Marc thought quickly. It didn't take a man long t
o walk a thousand yards, and half that would put the strangers within effective range. A quick glance behind him showed the half-completed abatis, but that had been built with wild animals or possibly spear-armed natives in mind. It was no protection against modern weapons at all. Running was out of the question; they'd be hunted down if the newcomers were hostile. Which left only one, very bad, alternative.
"All right, everyone, up the ladder. Now!" he snapped.
As he'd expected, Jadviga showed no sign of obeying. Cynthia and Blair did, snatching up a few things and then doing their best squirrel imitation. Marc waited an instant and then did a little snatching himself: a belt of ammunition, his quiver and bow, a couple of full canteens.
"Up, boy!" he barked. Then as the animal whined and hesitated: "Now!"
Climbing near-vertical ladders wasn't easy for a canid to begin with; their bodies weren't put together that way. Tahyo was at the awkward age, anyway, and each rung required a sort of lunging shuffle. With no fingers to grip and a ladder only slightly inclined in that meant he had to keep his paws from slipping by sheer pressure, and soon the beast's long legs were quivering. Halfway up, the young greatwolf began to topple backward with a yelping howl, plate-sized forepaws flailing at the air as he twisted sideways. Marc lunged.

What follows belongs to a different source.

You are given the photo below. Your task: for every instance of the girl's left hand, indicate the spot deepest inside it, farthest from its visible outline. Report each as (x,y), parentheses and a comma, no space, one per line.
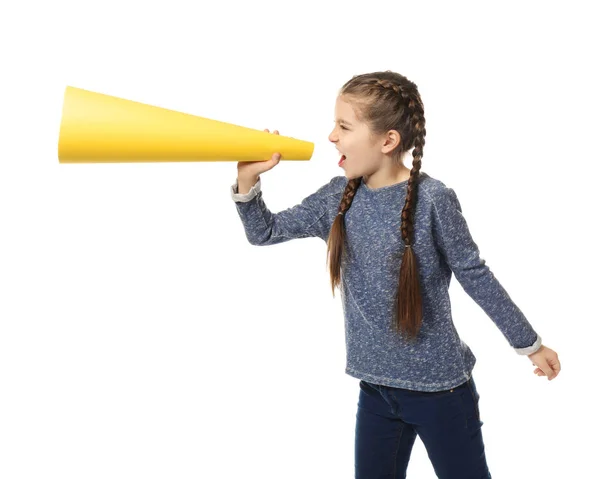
(546,361)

"Jesus!" he shouted, as his hand closed on the falling great-wolf's ruff.
Tahyo weighed over fifty pounds these days, and the angle was awkward; the wiggling and thrashing didn't help, either. Marc jammed a knee around the rung he was on and felt his back crackle as he bent back, farther, farther, the gear slung across his shoulders pulling at him, the greatwolf's paws scratching bloody tracks down the right side of his torso.
"Huhhh!"
When he slammed forward again he clung for a moment, almost sobbing as he panted with relief. Tahyo clung as well, his jaws clenching so hard on the rung that the tough green wood splintered.
"Use this!" someone called from above—Blair, he thought.
A loop of rope dropped down beside him. After wrestling moments and one heart-stopping instant when he thought they were going to fall again he managed to get the noose up under Tahyo's forelimbs and snugged tight.